How Germans (don't) talk about money

10 German slang words for money

Flocken (flakes)

A German saying actually recommends avoiding talk of money: "Über Geld spricht man nicht." Yet there are countless ways to avoid the taboo — using slang. If the Inuit mythically have 50 words for snow, the German expressions for cash are probably countless. One word is even related to snow: "Flocken," or flakes.

10 German slang words for money

Kohle (coal)

"Der Schornstein muss rauchen" — the chimney has to smoke — was an 18th-century German idiom reminding that money is needed to keep the house warm. There are several German terms for money related to combustible materials. "Kohle" is one of those most commonly used, along with "Asche," ashes. Coal was a scarce commodity during war times and became an informal means of payment.

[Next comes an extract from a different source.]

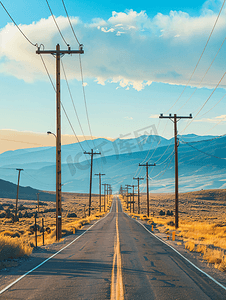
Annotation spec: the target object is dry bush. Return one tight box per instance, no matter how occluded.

10 German slang words for money

Kies and Schotter (gravel)

The Yiddish word "kis," which means purse, could be mistaken with the German word "Kies" — small stones. That could explain why Kies became synonymous with coins, along with "Schotter," another word for broken stones, and simply "Steine" — stones. Let gravel jangle in your pocket next time you're broke, and see how it feels.

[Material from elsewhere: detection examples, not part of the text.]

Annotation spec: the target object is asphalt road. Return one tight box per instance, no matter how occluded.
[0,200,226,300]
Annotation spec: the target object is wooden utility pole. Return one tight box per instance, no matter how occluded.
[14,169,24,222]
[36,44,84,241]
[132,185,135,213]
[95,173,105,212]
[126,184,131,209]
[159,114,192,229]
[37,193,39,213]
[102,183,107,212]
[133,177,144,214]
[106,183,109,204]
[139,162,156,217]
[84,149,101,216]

10 German slang words for money

Knete (putty or dough)

"Knete" is modeling clay, but it can also translate as dough. "Ohne Knete, keine Fete" — no party without dough. It appeared as a German slang word fairly recently in the 1970s, perhaps inspired by its long established use among students in English: A Yale fraternity publication already printed the term in 1851, mentioning "sufficient dough" as a way of avoiding "society's embarrassments."

10 German slang words for money

Moos (moss)

There's a German saying, "Ohne Moos, nix los!" (Nothing happens without moss.) One might think this word became slang for money because of the dense green texture of these plants growing in shady locations: It's a metaphor which could work well for green US dollars. But the word actually derives from the Hebrew word for coins, "ma'oth."

10 German slang words for money

Mäuse (mice)

Maybe the slang word "Moos" got confused with the similar-sounding word "Maus" — mouse — at some point. Pluralize that and it becomes "Mäuse." Yes, mice: A cute way to refer to cash in Germany.

10 German slang words for money

Kröten (frogs)

What do frogs have in common with money? The term "Kröten" was already in use in the 19th century to designate small change. It sounds a bit like "Groschen" and "Groten," coins from the Middle Ages. The unsightly appearance of the creature could explain it referring to a miserable sum.

10 German slang words for money

Lappen (rags)

If the English say "from rags to riches," the Germans use those rags to show how rich they are: The word "Lappen" refers to those larger bills you can demonstratively slap on the counter. Lappen is also a slang word for a driver's license.

10 German slang words for money

Riesen (giants)

The tallest person on Earth can probably get rich by exploiting his unusual height, but in German, a "Riesen" also means one thousand (insert currency here). Its equivalent in English is a grand.

10 German slang words for money


The term "Pinke" or doubled up as "Pinkepinke" derives from the Judeo-Aramaic language: Pinka was used in Slavic languages to refer to the "box for money paid by card-players to the innkeeper." A somewhat archaic term, it cannot be directly translated, but just like "cha-ching," it sounds like coins falling — hopefully in your own cash box.

According to a German saying, you shouldn't talk about money — but the language definitely offers many inventive slang words for it, from "ashes" and "coal" to "mice."

"Über Geld spricht man nicht, man hat es — You don't talk about money, you have it;

"Geld regiert die Welt" — Money rules the world;

"Die erste Million ist immer die Schwerste" — The first million is always the hardest... 

German proverbs related to money, along with the language's slang words used to describe it, offer insight into the country's relationship with cash.

For instance, Germans don't like to talk about how much they earn, presumably to avoid provoking envy. Some people simply have more than others; that fact shouldn't be questioned too loudly — at least in their view.

If you look into the idiomatic "Geld verdienen" — to earn money — it does reveal a certain culture of meritocracy: The verb "verdienen" also translates as "to deserve" or "merit."

Especially if you compare that with how Americans "make" money, and how the French, Italians, Spaniards and Bulgarians "win" their income ("gagner de l'argent"). The term used in Polish is "zarabiac" also refers to dough, since it translates as "earn" as well as "knead." Hungarians simply "look" or "hunt" for their salary: "penzt keres."